Media: Jarosław Bieniuk miał otrzymać propozycję ugody w zamian za 400 tys. zł

Nowe informacje, które pojawiły się w sprawie zarzutów wobec byłego piłkarza Jarosława Bieniuka, dotyczą oferty, jaką były reprezentant Polski miał dostać w zamian za złagodzenie zarzutów.

2019-04-23, 11:47

Media: Jarosław Bieniuk miał otrzymać propozycję ugody w zamian za 400 tys. zł
Jarosław Bieniuk . Foto: Karolina Misztal/REPORTER/EastNews

Jak informuje "Gazeta Wyborcza", Jarosław Bieniuk miał odrzucić propozycję zapłacenia 400 tys. zł w zamian za sprowadzenie sprawy na łagodniejsze zarzuty - gwałtu, ale bez szczególnego okrucieństwa.
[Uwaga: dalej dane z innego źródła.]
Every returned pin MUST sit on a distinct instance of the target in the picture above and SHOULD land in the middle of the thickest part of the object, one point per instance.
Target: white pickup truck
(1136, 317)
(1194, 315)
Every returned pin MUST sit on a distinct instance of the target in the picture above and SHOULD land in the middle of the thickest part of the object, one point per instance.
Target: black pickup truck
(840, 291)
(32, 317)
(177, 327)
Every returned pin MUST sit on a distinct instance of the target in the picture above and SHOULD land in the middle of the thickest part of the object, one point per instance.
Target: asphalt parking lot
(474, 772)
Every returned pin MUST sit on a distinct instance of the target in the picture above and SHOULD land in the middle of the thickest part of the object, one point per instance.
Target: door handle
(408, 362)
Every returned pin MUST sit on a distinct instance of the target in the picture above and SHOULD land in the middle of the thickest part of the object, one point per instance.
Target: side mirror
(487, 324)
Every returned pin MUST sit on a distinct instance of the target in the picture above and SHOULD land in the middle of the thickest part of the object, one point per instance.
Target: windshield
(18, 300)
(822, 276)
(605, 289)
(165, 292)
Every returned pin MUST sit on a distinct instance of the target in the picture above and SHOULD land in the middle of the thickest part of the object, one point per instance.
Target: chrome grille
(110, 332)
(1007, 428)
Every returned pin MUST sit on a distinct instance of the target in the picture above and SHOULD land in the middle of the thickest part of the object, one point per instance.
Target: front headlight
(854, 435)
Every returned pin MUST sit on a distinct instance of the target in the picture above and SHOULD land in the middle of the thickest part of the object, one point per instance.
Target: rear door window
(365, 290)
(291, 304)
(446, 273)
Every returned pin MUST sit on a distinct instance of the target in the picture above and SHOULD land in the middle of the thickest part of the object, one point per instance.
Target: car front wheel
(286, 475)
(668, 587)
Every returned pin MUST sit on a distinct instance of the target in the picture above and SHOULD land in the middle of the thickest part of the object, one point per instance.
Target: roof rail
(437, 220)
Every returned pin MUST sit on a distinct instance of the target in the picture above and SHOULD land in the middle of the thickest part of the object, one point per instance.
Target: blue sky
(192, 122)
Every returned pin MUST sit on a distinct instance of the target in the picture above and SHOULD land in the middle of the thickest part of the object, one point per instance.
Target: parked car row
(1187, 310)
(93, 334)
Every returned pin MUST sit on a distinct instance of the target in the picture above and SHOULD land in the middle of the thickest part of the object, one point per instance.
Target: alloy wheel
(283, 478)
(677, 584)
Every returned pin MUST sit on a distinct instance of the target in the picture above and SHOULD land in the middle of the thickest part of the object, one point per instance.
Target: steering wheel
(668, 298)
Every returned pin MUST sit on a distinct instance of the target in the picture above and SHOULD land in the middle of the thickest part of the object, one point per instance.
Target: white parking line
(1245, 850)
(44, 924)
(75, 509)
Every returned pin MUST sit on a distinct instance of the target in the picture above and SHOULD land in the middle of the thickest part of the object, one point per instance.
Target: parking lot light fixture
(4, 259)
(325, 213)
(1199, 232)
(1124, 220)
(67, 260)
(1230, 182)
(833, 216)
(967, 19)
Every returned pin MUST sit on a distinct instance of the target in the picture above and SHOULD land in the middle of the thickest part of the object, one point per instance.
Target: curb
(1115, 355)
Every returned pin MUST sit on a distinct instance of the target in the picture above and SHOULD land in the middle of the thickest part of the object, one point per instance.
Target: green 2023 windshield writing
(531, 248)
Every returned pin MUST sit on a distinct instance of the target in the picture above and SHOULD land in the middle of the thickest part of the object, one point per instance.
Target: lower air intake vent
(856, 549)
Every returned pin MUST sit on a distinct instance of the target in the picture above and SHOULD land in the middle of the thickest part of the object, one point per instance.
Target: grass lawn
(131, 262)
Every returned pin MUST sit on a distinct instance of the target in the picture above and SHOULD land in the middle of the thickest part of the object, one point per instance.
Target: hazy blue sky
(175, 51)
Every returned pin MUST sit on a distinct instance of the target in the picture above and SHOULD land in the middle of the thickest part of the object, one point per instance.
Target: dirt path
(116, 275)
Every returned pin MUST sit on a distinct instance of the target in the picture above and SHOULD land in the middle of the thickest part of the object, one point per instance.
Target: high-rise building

Według gazety oferta miała zostać przedstawiona na nieformalnym spotkaniu prawników piłkarza i oskarżycielki tuż po zatrzymaniu Jarosława Bieniuka. Jak informuje "Gazeta", oferta została odrzucona. 

W ubiegłym tygodniu były piłkarz został zatrzymany ze względu na podejrzenie o popełnienie przestępstwa przeciwko wolności seksualnej. Były piłkarz twierdzi, że oskarżenia formułowane pod jego adresem są nieprawdziwe. Jak informowano 29-letnia kobieta oskarżyła go o brutalny gwałt. 

Mariusz Duszyński z Prokuratury Okręgowej w Gdańsku poinformował jednak, że zajmująca się sprawą sopocka prokuratura postawiła Jarosławowi Bieniukowi zarzuty "udzielenia innej osobie środka psychoaktywnego". Taki czyn zagrożony jest karą do trzech lat więzienia.

REKLAMA

Prokuratura zdecydowała, że sportowiec może wyjść na wolność po wpłaceniu 20 tys. zł kaucji. Wobec byłego piłkarza orzeczony został dozór policji i zakaz kontaktu ze świadkami.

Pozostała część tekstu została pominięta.